Consider Obi-wan Kenobi, the epitome of equanimity and common sense, by middle age he was also suffering PTSD and like Anakin hid his own demons but handled it far differently. Obi-Wan relied on his training and self-discipline to master the burden service and war had taken.

During the third battle for Genosis Obi-Wan was nearly killed when his transporter was shot down and his team was pinned down under heavy fire and surrounded by battle droids. One by one his soldiers were killed around him as he lay badly injured. Reinforcements arrived and the tide of the battle turned. Obi-Wan and the surviving Clones were saved. The battle left a deep scar on Obi-Wan that would last the rest of the War and into his life as an exile and fugitive from the Empire.

The Scar of Alcoholism

Alcoholism never leaves us, we are never cured and the wringer that we put ourselves through leaves a mark on our soul that we can never remove entirely.  The disease not only remains within us but it also has an uncanny way of manifesting itself again in our lives.
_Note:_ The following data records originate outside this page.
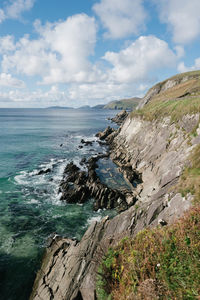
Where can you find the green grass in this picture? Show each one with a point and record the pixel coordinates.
(129, 104)
(170, 256)
(176, 109)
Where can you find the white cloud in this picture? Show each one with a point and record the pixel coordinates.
(14, 9)
(121, 18)
(183, 18)
(36, 98)
(2, 16)
(180, 51)
(7, 44)
(9, 81)
(60, 54)
(135, 63)
(182, 68)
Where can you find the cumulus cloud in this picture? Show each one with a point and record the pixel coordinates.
(14, 8)
(9, 81)
(182, 68)
(121, 18)
(103, 92)
(135, 63)
(7, 44)
(183, 18)
(44, 98)
(60, 54)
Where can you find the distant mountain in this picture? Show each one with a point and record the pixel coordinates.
(127, 104)
(59, 107)
(84, 107)
(99, 106)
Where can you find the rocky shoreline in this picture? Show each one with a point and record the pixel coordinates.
(152, 156)
(77, 186)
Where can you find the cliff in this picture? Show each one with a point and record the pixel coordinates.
(156, 142)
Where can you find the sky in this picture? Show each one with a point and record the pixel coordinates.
(89, 52)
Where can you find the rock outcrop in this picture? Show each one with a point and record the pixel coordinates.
(120, 117)
(78, 186)
(151, 154)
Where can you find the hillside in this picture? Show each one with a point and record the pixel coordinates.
(151, 250)
(127, 104)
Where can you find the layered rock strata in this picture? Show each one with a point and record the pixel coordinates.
(158, 152)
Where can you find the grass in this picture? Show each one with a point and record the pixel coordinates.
(175, 102)
(162, 263)
(170, 257)
(176, 109)
(123, 104)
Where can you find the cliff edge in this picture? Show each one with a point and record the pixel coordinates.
(156, 143)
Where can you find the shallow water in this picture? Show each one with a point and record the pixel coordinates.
(30, 209)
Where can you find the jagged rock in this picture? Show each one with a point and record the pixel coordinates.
(103, 135)
(41, 172)
(120, 117)
(87, 143)
(69, 268)
(78, 186)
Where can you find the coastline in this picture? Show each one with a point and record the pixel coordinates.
(154, 152)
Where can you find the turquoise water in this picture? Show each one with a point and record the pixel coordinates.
(30, 209)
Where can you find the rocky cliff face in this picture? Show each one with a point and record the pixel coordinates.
(157, 153)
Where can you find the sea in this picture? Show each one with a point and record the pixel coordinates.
(31, 141)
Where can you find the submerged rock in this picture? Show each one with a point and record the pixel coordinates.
(120, 117)
(78, 186)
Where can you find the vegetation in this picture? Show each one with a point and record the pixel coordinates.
(166, 268)
(162, 263)
(181, 99)
(128, 104)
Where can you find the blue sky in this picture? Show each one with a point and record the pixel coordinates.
(88, 52)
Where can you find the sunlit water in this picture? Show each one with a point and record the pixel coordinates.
(30, 209)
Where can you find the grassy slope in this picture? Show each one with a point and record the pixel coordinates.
(168, 267)
(129, 104)
(175, 102)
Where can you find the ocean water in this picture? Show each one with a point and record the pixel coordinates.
(30, 209)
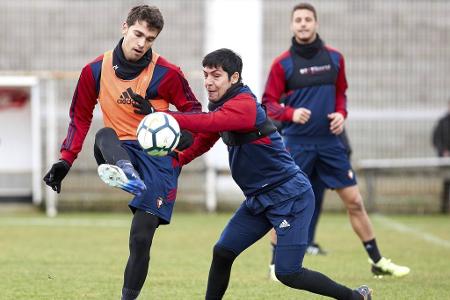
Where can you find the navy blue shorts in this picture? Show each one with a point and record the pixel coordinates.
(160, 175)
(289, 213)
(327, 159)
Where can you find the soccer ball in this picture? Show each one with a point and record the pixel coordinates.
(158, 133)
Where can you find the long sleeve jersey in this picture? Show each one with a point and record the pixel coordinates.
(318, 84)
(257, 166)
(167, 83)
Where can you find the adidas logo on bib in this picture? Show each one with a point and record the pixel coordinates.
(284, 224)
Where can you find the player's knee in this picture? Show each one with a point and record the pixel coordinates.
(222, 254)
(292, 279)
(355, 204)
(140, 243)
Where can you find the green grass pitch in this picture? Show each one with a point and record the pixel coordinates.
(82, 256)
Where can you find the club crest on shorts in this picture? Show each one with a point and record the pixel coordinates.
(350, 174)
(159, 202)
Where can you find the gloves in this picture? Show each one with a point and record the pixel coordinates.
(186, 140)
(56, 174)
(143, 106)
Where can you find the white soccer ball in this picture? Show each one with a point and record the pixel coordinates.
(158, 134)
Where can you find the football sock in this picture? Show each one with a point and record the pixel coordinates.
(219, 273)
(128, 294)
(108, 148)
(372, 249)
(142, 230)
(273, 252)
(318, 283)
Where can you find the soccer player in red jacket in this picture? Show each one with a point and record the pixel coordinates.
(278, 194)
(310, 80)
(125, 81)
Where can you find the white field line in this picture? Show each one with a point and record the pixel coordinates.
(47, 222)
(412, 231)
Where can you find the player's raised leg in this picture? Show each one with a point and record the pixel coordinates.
(361, 224)
(115, 167)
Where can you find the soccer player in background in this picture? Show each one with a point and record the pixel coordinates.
(310, 78)
(278, 194)
(441, 142)
(124, 81)
(319, 193)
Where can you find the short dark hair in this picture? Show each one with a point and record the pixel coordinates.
(149, 14)
(304, 6)
(225, 58)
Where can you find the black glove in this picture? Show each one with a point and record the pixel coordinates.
(186, 140)
(143, 106)
(56, 174)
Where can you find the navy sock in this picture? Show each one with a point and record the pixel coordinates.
(273, 247)
(372, 249)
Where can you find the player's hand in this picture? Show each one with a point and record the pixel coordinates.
(186, 140)
(301, 115)
(56, 174)
(336, 122)
(143, 106)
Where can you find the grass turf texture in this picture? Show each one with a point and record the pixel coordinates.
(82, 256)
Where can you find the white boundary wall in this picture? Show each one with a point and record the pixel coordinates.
(27, 156)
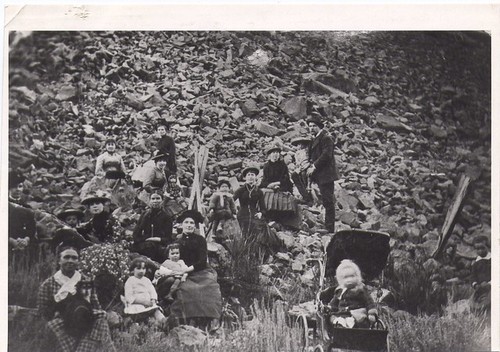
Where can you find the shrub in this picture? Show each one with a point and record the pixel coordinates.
(458, 332)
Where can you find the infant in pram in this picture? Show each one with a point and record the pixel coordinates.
(351, 305)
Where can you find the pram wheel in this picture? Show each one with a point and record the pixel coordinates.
(302, 321)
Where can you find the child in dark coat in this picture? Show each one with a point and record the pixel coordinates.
(351, 303)
(221, 206)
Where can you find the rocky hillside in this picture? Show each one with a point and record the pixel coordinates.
(410, 112)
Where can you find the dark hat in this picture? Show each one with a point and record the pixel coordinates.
(15, 178)
(248, 169)
(300, 140)
(115, 174)
(110, 139)
(67, 212)
(159, 156)
(223, 181)
(193, 214)
(316, 119)
(163, 123)
(272, 148)
(94, 198)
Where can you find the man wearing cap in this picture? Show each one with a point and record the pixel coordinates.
(323, 169)
(110, 162)
(157, 176)
(16, 189)
(166, 146)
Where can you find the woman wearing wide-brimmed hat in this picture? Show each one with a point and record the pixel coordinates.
(110, 164)
(251, 200)
(102, 227)
(279, 202)
(198, 299)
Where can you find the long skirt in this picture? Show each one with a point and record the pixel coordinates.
(198, 297)
(282, 208)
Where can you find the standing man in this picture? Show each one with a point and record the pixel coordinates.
(166, 146)
(323, 170)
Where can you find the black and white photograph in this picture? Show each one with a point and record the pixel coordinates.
(249, 188)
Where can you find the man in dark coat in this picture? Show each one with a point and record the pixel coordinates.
(166, 146)
(22, 224)
(153, 232)
(323, 170)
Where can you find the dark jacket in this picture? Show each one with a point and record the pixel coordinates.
(277, 171)
(321, 154)
(166, 145)
(351, 299)
(21, 222)
(193, 250)
(154, 223)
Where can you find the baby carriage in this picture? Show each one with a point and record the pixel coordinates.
(369, 250)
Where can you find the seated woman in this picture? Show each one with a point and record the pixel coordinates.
(153, 232)
(157, 176)
(198, 300)
(251, 200)
(140, 295)
(281, 206)
(110, 164)
(102, 227)
(72, 309)
(351, 304)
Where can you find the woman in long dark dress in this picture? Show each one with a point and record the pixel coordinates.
(280, 204)
(103, 227)
(251, 200)
(198, 300)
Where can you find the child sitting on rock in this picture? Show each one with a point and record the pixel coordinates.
(140, 294)
(221, 206)
(351, 304)
(170, 270)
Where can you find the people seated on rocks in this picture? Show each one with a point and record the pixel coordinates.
(174, 202)
(103, 227)
(198, 300)
(166, 146)
(481, 275)
(68, 234)
(69, 304)
(302, 163)
(22, 224)
(221, 207)
(351, 304)
(71, 217)
(171, 269)
(157, 176)
(110, 164)
(251, 200)
(275, 172)
(279, 202)
(17, 190)
(153, 232)
(140, 294)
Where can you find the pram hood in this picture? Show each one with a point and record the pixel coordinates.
(368, 249)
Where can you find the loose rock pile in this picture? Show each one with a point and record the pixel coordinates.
(410, 113)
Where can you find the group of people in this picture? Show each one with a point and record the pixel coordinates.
(184, 280)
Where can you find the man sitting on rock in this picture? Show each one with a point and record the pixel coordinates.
(481, 275)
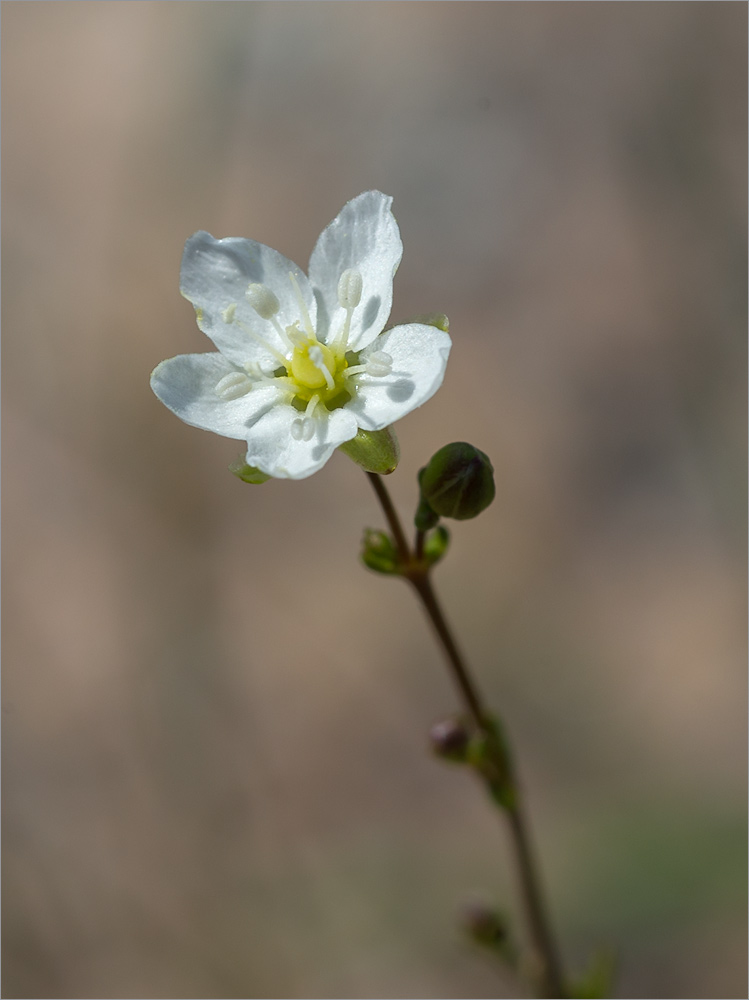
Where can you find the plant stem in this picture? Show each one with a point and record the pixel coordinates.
(549, 973)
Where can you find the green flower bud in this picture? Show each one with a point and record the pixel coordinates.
(485, 925)
(458, 482)
(425, 518)
(248, 473)
(379, 552)
(374, 451)
(436, 544)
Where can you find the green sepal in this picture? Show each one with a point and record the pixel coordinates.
(426, 319)
(379, 552)
(435, 544)
(374, 451)
(248, 473)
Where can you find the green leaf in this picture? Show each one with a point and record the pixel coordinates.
(379, 552)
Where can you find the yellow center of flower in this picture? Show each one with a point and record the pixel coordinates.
(317, 377)
(308, 371)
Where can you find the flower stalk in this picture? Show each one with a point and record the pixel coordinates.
(493, 760)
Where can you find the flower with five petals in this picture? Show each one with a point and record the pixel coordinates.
(302, 362)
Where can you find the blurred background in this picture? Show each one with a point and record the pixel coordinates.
(216, 775)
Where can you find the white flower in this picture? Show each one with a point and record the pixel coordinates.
(302, 363)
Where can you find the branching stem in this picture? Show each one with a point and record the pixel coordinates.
(549, 979)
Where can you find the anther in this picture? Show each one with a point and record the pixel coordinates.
(302, 429)
(262, 300)
(349, 289)
(379, 364)
(233, 385)
(302, 305)
(295, 335)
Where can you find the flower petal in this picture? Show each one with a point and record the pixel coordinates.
(364, 236)
(419, 356)
(215, 276)
(187, 385)
(271, 447)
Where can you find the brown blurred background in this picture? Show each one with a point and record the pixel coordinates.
(216, 781)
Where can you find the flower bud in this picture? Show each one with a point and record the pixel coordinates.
(485, 925)
(436, 544)
(374, 451)
(458, 482)
(450, 739)
(425, 518)
(379, 552)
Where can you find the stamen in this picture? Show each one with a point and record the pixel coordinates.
(349, 296)
(266, 305)
(295, 335)
(349, 289)
(233, 386)
(303, 429)
(316, 357)
(256, 336)
(378, 364)
(302, 306)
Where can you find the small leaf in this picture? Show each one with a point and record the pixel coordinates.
(379, 552)
(435, 545)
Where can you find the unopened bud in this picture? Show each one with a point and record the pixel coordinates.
(485, 925)
(458, 482)
(450, 739)
(379, 552)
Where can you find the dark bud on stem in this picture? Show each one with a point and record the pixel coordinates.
(458, 482)
(450, 739)
(425, 518)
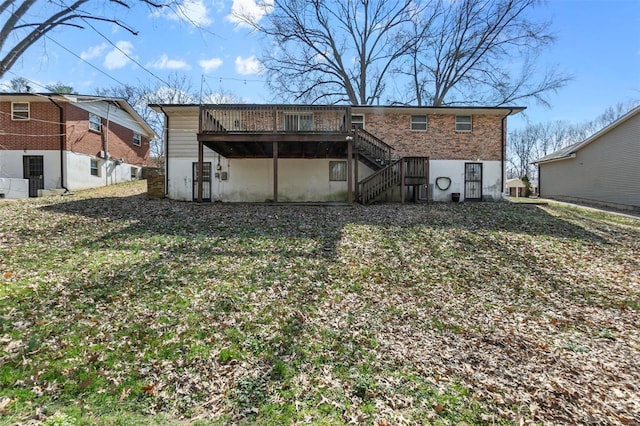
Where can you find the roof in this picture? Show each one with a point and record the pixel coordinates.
(479, 110)
(85, 99)
(570, 151)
Alcoholics who have been sober for decades will take a single drink and in no time be as bad if not worse than they were before. Alcoholism remains attached to us like a shadow.

We may seem to be completely recovered but then we are reminded how fragile our sobriety really is. All recovering alcoholics suffer a form of PTSD in some way. Outwardly we may be living happy and contended lives but we never forget that dark place we came from. We never forget what lies in the shadows.

Learn to love yourself as well as the person who suffers beside you, we are all survivors in the same lifeboat. We can rejoice that we have not gone to the bottom and live but the experience stays with us forever as an invisible scar. Only through Love and Forgiveness can we overcome the pain of the past and heal the scars that run deep.